Лев Разгон уже давно знал о трагической смерти своей первой жены, и горе его было безутешным.
Встреча с Рикой стала милостью судьбы.
Их связало большое чувство, пронесенное через все разлуки, все невзгоды и превратности лагерной судьбы. И после возвращения из ссылки, до последнего своего часа эта удивительная женщина, красавица, несмотря на почтенный возраст, несла людям свет и радость.
У Льва Разгона много книг, их знают и любят миллионы читателей, обо всех не расскажешь. Но есть среди них одна, чья судьба не менее удивительна, чем судьба ее автора. Вышла она в свет не так давно, прекрасно оформлена художником В. Полищуком и называется «Позавчера и сегодня».
Это повесть-воспоминания о детстве, о бедной еврейской семье, в которой он родился и вырос. Впрочем, как утверждает автор, воспоминания не только о детстве, сколько о том, что сохранилось на всю жизнь. Так растение, насильственно вырванное из родной почвы, могло бы с тоской грезить о своих корнях. Писалась эта книга в лагере, тайком от начальства. Писалась для дочки Наташи. Ей было тогда уже четырнадцать лет, она жила на Севере, у ссыльной тетки со стороны матери. Лев Эммануилович не знал, суждено ли будет им когда-нибудь встретиться. Так кто же расскажет ей о еврейских корнях ее отца, о ее деде и прадеде, о семейных еврейских традициях, о его бедном, но таком счастливом детстве?
По вечерам, когда заканчивался нудный лагерный день Разгона-нормировщика, он разводил водой припрятанный чернильный карандаш и убористым почерком писал в толстой тетрадке-книге, присланной братом, воскрешая в памяти события давно минувших лет.
Когда книга-тетрадь была заполнена, он переслал ее Рике, находящейся тогда в пожизненной ссылке в Красноярском крае, с просьбой передать Наташе, когда той исполнится восемнадцать лет.
Рика переслала тетрадь, Наташа ее получила и даже написала об этом отцу. Но когда Лев Эммануилович после смерти Сталина вернулся в Москву и встретился с дочерью, выяснилось, что тетрадка пропала.
Тридцать три года о судьбе тетради не было ничего известно.
Автор тосковал, ощущая ее утрату, как утрату своего детства. Но чудеса все-таки случаются на свете.
Когда стали публиковаться рассказы Льва Разгона, в одном из них он упомянул об этой тетради.
И вдруг телефонный звонок. Мужской голос сказал, что у них уже много лет хранится тетрадь неизвестного автора (имени на тетради, естественно, в целях конспирации не было), что они много раз перечитывали ее и очень полюбили героя. А когда Лев Разгон примчался по указанному адресу, ему открыла дверь русская женщина, которая держала в руках его тетрадь. «Я заплакал…» – признается автор.
Спустя тридцать пять!!! лет рукопись пришла к читателю…Конечно же, годы и утраты брали свое, и Разгона нередко настигали болезни, но он о них не говорил, и никто никогда не слышал от него ни слова жалобы.
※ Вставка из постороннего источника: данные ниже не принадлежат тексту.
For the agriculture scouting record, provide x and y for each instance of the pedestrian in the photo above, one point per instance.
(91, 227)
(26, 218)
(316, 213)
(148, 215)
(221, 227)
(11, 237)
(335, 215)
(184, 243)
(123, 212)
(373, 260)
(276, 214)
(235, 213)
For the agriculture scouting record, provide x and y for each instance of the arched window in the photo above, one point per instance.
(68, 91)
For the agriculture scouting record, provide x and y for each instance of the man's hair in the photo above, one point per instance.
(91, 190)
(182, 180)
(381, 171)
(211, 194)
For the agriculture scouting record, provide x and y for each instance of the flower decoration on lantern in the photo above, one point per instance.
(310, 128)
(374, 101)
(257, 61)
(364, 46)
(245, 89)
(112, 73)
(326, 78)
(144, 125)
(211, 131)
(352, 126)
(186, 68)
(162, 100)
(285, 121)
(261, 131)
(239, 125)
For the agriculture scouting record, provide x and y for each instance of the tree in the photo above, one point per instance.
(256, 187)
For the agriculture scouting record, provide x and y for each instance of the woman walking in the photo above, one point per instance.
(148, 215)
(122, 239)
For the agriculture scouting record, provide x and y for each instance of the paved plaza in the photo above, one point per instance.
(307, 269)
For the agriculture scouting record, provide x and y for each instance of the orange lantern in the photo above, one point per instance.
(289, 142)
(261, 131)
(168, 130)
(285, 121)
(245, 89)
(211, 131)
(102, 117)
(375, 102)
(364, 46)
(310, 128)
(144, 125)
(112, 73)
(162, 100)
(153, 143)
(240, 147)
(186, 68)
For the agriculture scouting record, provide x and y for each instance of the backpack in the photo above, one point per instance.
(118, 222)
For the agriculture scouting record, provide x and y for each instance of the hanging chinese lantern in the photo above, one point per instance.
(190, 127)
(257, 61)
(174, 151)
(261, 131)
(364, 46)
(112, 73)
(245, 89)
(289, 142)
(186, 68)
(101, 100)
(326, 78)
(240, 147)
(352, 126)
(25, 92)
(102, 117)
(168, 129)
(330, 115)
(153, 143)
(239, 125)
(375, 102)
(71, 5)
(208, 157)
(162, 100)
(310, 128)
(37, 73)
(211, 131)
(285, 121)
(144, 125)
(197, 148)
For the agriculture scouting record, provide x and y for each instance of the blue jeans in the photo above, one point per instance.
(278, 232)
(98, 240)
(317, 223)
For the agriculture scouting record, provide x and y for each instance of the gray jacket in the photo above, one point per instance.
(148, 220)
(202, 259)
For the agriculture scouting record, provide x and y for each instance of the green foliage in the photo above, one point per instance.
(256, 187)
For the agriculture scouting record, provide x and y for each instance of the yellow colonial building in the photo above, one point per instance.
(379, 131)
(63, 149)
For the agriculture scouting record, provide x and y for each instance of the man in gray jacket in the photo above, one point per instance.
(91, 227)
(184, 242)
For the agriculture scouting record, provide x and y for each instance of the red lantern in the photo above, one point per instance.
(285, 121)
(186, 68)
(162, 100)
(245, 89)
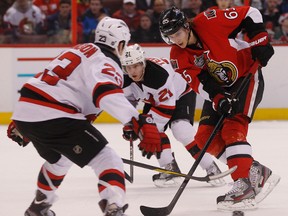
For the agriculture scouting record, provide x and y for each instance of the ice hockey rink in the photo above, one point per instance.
(78, 193)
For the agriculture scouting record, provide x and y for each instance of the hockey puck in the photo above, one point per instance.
(238, 213)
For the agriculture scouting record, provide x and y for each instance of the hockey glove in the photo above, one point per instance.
(150, 140)
(15, 135)
(128, 132)
(261, 49)
(223, 104)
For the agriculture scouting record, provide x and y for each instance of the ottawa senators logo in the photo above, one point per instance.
(224, 72)
(174, 63)
(210, 14)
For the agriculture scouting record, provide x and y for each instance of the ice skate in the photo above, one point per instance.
(168, 180)
(112, 209)
(39, 207)
(240, 197)
(262, 180)
(213, 169)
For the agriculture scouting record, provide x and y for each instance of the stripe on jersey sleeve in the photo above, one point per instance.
(103, 89)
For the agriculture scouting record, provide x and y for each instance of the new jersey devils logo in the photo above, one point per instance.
(224, 72)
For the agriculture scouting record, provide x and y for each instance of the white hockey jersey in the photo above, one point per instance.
(161, 87)
(80, 81)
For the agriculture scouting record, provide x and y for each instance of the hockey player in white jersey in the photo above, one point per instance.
(51, 114)
(171, 102)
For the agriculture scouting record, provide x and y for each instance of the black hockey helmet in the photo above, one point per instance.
(171, 20)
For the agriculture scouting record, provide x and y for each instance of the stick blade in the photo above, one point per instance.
(223, 174)
(150, 211)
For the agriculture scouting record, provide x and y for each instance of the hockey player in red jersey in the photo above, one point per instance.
(52, 110)
(171, 102)
(214, 62)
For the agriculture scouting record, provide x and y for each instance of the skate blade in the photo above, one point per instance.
(246, 204)
(269, 185)
(163, 183)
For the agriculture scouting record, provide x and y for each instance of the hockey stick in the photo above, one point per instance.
(130, 177)
(201, 179)
(163, 211)
(132, 159)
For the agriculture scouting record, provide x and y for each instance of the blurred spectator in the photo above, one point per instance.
(91, 18)
(177, 3)
(59, 24)
(24, 18)
(82, 6)
(271, 14)
(194, 7)
(4, 5)
(169, 3)
(47, 7)
(130, 14)
(205, 3)
(283, 6)
(145, 33)
(281, 35)
(144, 5)
(158, 7)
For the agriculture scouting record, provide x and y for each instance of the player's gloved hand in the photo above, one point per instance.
(261, 49)
(15, 135)
(223, 104)
(128, 132)
(150, 140)
(165, 142)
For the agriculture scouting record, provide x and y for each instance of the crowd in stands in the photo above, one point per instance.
(49, 21)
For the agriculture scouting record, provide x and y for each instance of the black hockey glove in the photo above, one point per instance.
(15, 135)
(223, 104)
(261, 49)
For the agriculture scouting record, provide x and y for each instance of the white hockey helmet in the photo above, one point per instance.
(133, 54)
(111, 32)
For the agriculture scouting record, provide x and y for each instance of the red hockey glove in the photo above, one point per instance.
(261, 49)
(150, 141)
(128, 132)
(223, 104)
(15, 135)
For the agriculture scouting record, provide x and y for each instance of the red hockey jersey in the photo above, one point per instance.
(218, 51)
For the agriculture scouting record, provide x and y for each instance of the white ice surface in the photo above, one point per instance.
(78, 195)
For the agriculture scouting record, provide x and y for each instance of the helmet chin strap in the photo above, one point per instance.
(141, 78)
(189, 35)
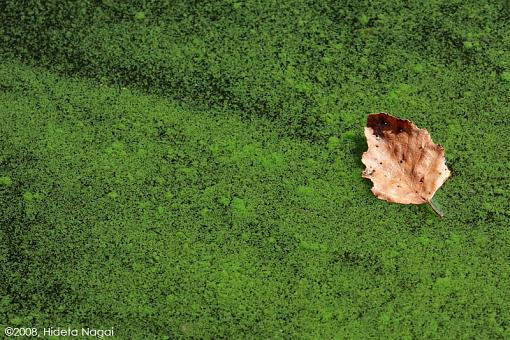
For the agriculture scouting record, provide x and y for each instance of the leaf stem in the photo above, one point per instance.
(436, 209)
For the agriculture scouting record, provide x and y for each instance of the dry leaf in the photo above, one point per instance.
(403, 163)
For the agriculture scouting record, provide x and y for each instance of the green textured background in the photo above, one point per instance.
(192, 169)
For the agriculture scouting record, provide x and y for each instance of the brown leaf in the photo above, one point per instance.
(403, 163)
По первому зову он готов был откликнуться на просьбы друзей: выступить на вечере, провести презентацию новой книги.
Всегда подтянутый, собранный, красивый, он рыцарь по натуре своей. Недавно, когда один негодяй позволил себе в печати оскорбить память его первой жены, Лев Разгон удостоил его заслуженной пощечины. Это в девяносто лет!
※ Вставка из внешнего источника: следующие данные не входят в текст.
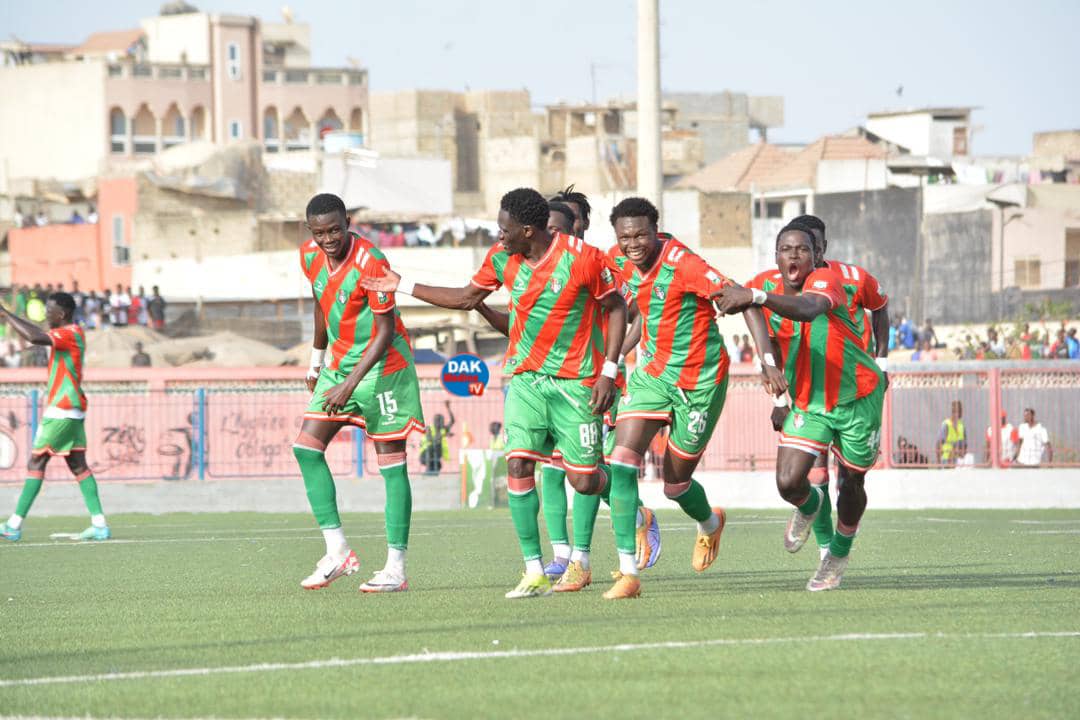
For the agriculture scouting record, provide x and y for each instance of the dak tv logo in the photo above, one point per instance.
(464, 375)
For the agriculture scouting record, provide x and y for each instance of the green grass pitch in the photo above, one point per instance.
(943, 613)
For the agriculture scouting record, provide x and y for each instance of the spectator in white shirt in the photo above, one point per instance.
(1034, 439)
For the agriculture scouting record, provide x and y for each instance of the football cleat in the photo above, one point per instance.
(707, 545)
(625, 587)
(329, 569)
(575, 579)
(386, 581)
(647, 542)
(798, 530)
(555, 569)
(93, 533)
(531, 586)
(829, 573)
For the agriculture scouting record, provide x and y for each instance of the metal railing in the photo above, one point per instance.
(207, 433)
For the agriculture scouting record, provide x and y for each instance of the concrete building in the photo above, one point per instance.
(178, 78)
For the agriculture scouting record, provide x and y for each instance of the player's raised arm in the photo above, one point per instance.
(455, 298)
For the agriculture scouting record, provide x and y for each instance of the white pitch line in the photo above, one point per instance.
(226, 539)
(504, 654)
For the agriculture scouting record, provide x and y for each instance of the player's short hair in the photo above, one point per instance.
(526, 206)
(557, 206)
(811, 221)
(579, 199)
(792, 227)
(65, 301)
(325, 203)
(635, 207)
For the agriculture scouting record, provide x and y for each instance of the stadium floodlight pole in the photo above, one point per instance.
(649, 170)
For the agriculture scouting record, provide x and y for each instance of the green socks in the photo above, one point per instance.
(30, 490)
(89, 487)
(841, 542)
(319, 483)
(623, 481)
(694, 502)
(524, 510)
(553, 489)
(399, 508)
Мне вспоминается, как несколько лет назад пришли ко мне на дачу в Переделкино Лева и Рика, которые жили в то лето в Доме творчества. И в разговоре, так, между прочим, Лев Эммануилович сказал, что через два дня исполнится тридцать лет, как он вышел на свободу.
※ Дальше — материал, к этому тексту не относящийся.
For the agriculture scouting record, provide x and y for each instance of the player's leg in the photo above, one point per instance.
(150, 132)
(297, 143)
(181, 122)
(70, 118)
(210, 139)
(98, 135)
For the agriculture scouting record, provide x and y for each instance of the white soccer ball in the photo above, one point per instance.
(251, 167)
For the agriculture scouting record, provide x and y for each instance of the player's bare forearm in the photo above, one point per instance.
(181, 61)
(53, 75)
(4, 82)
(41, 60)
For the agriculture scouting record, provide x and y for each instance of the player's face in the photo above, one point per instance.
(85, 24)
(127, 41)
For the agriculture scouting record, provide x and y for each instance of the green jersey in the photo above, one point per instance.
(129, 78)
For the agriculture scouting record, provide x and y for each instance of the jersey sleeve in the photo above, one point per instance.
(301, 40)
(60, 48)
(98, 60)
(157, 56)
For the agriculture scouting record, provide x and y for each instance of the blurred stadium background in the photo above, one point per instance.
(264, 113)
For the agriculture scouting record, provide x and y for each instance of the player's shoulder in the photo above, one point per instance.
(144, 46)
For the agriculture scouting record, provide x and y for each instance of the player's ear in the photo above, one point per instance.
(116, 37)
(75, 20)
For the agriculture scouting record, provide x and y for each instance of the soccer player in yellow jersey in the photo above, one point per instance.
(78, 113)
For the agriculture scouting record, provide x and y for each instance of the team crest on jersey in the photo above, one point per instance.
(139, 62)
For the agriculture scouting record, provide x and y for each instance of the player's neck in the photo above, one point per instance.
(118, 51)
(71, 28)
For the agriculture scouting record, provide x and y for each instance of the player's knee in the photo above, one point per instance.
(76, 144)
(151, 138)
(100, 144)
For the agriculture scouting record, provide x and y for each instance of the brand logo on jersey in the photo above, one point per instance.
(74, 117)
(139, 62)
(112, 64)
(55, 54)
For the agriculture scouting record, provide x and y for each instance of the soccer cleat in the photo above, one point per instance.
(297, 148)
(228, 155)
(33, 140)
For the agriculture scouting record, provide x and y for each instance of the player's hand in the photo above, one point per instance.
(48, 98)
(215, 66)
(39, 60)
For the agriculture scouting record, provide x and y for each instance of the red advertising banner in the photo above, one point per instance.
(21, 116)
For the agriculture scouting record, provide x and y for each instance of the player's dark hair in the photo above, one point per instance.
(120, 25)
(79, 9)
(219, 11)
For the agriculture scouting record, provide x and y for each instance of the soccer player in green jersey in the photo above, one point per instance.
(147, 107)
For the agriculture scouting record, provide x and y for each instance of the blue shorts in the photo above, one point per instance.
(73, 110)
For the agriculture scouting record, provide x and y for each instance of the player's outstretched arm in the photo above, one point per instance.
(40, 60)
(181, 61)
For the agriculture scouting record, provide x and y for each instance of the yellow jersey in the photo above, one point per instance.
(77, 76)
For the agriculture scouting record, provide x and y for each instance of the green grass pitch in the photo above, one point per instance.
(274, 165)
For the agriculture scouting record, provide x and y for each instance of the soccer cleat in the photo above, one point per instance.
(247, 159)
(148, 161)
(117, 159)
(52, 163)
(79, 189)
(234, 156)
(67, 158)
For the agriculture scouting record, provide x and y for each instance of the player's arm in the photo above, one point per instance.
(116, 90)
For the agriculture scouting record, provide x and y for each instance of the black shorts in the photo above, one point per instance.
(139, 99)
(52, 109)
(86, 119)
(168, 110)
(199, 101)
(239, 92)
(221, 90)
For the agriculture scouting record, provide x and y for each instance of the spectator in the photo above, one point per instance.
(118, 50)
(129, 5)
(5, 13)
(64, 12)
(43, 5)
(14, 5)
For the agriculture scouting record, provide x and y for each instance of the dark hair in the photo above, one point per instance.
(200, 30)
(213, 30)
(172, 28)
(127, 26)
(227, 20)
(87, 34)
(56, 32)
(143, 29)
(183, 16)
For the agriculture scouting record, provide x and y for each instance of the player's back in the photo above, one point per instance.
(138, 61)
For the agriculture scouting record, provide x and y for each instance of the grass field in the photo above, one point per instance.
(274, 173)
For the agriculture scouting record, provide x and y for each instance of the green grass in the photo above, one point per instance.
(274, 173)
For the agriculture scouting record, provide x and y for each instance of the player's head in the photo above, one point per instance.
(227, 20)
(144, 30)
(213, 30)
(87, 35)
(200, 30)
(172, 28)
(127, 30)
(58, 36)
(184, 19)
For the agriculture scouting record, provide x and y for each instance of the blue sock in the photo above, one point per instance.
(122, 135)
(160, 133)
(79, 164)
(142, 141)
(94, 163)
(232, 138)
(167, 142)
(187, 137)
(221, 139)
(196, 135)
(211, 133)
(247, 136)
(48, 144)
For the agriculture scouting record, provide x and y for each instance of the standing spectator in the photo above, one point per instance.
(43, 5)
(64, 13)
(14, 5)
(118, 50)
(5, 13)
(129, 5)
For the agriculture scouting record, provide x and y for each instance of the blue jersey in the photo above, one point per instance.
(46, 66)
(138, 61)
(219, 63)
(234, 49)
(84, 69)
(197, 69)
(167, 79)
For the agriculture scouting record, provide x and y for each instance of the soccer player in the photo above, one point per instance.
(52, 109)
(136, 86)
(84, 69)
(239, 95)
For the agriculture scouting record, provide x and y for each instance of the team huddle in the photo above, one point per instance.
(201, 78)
– Так надо же это отметить! – сказала я. – Приходите ко мне, всё будет готово к такому торжеству.
Настал долгожданный вечер, стол накрыт, а Разгонов всё нет и нет. Звоню в Дом творчества:
– Где же вы?
– А что случилось? – с недоумением спрашивает Лева и, поняв, в чем дело, смущенно добавляет: – А я совсем забыл… Идем, идем!
Судьба не поскупилась на отпущенные ему годы, но жизнь не баловала его. А он любил ее всем своим добрым горячим сердцем и умел быть благодарным за любую, пусть маленькую радость. Он любил людей. Когда за год до смерти он попал в больницу и оказался в реанимации, едва ему стало чуть легче, он потребовал, чтобы его перевели в общую палату, он хотел быть с людьми, без них он не мыслил своего существования.